C++ Undefined behaviour with unions

Question

Was just reading about some anonymous structures and how it is isn\'t standard and some general use case for it is undefined behaviour...

This is the basic case:

Answer 1

I did not get why you have used float v[2];

The simple union for a point structure can be defined as:

union{

struct {

    float a;
    float b;
};

} Point;

You can access the values in unioin as:

Point.a = 10.5; 

point.b = 12.2; //example

Answer 2

The standard says that reading from any element in a union other than the last one written is undefined behavior. In theory, the compiler could generate code which somehow kept track of the reads and writes, and triggered a signal if you violated the rule (even if the two are the same type). A compiler could also use the fact for some sort of optimization: if you write to a (or x), it can assume that you do not read b (or v[0]) when optimizing.

In practice, every compiler I know supports this, if the union is clearly visible, and there are cases in many (most?, all?) where even legal use will fail if the union is not visible (e.g.:

union  U { int i; float f; };

int f( int* pi, int* pf ) { int r = *pi; *pf = 3.14159; return r; }

//  ...
U u;
u.i = 1;
std::cout << f( &u.i, &u.f );

I've actually seen this fail with g++, although according to the standard, it is perfectly legal.)

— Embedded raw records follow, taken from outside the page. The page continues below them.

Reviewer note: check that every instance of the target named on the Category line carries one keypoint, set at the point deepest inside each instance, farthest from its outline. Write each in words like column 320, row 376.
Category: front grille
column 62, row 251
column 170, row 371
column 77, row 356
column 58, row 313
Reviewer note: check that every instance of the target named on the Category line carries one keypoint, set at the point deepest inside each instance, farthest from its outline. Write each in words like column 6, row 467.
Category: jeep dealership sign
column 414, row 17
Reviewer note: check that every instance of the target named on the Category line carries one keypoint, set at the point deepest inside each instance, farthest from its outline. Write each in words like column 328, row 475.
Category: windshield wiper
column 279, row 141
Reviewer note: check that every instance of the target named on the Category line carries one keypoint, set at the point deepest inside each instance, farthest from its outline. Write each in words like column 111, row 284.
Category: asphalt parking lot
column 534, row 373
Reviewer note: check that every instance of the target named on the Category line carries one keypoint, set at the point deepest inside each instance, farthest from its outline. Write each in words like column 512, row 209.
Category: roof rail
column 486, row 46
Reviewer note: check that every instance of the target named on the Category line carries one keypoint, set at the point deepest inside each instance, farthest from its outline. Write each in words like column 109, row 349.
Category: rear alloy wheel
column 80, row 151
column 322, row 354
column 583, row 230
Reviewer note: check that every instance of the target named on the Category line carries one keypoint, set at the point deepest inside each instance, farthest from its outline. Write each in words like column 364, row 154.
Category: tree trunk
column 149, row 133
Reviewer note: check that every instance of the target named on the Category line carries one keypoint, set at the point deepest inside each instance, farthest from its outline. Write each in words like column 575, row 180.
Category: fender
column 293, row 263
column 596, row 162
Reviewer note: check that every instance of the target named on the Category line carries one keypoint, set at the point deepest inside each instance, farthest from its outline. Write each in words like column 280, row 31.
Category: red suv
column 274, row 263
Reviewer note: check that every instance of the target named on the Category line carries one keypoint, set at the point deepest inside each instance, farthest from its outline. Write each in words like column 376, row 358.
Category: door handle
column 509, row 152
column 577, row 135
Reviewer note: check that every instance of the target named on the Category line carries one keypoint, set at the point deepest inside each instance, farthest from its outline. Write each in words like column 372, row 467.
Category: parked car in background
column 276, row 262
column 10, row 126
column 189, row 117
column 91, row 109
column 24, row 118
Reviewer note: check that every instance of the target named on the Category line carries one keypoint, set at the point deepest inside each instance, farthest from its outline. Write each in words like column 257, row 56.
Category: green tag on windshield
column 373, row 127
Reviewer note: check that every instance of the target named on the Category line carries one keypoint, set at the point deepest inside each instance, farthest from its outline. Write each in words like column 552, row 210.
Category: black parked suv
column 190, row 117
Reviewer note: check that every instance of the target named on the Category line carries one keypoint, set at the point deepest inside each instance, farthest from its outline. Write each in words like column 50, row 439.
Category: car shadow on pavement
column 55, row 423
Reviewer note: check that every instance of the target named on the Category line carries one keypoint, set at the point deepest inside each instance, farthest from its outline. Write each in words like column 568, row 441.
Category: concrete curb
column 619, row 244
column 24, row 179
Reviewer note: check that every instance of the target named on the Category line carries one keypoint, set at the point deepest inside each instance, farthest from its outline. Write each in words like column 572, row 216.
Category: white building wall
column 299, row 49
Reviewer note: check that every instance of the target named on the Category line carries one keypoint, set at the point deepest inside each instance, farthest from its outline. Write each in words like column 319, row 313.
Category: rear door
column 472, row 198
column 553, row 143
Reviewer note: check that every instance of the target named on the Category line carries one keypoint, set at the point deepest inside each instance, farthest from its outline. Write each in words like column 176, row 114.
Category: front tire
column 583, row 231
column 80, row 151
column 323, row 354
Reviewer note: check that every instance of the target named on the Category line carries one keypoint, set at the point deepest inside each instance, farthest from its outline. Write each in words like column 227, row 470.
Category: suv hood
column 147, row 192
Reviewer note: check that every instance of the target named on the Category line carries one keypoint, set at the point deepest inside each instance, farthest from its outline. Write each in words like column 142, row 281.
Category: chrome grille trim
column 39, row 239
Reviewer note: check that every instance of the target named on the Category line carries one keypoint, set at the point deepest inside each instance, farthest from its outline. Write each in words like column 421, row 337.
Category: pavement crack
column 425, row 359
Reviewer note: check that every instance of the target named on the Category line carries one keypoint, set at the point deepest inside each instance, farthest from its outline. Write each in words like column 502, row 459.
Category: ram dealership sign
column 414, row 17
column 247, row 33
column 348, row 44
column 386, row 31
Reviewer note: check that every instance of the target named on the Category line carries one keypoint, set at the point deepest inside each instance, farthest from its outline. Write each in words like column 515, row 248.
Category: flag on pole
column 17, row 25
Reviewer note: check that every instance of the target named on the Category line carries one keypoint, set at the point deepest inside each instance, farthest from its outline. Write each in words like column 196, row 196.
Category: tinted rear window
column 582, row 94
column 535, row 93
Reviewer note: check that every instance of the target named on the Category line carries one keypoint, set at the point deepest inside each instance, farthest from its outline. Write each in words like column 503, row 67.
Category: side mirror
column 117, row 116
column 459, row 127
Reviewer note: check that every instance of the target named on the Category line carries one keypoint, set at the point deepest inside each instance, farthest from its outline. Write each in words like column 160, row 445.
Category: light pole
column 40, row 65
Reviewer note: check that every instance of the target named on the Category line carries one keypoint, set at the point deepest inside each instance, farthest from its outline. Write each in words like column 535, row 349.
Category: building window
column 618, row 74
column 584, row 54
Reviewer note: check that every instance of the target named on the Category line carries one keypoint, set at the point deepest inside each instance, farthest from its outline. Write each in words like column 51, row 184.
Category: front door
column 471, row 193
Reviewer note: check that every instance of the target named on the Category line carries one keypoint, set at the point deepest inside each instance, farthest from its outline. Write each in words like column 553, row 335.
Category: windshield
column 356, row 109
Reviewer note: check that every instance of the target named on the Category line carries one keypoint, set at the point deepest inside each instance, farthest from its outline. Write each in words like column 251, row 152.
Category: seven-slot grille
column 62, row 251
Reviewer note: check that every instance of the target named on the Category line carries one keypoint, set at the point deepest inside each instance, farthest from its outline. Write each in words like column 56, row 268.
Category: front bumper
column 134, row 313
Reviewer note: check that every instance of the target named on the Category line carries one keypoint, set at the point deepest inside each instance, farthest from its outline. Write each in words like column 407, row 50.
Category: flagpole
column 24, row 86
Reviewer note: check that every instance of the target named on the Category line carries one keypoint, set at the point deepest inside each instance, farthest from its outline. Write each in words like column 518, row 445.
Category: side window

Also, even if the compiler supports writing to Point::x and reading from Point::v[0], there's no guarantee that Point::y and Point::v[1] even have the same physical address.

Answer 3

The standard requires that in a union "[e]ach data member is allocated as if it were the sole member of a struct." (9.5)

It also requires that struct { float x, y; } and float v[2] must have the same internal representation (9.2) and thus you could safely reinterpret cast one as the other

Taken together these two rules guarantee that the union you describe will function provided that it is genuinely written to memory. However, because the standard only requires that the last data member written be valid it's theoretically possible to have an implementation that fails if the union is only used as a local variable. I'd be amazed if that ever actually happens, however.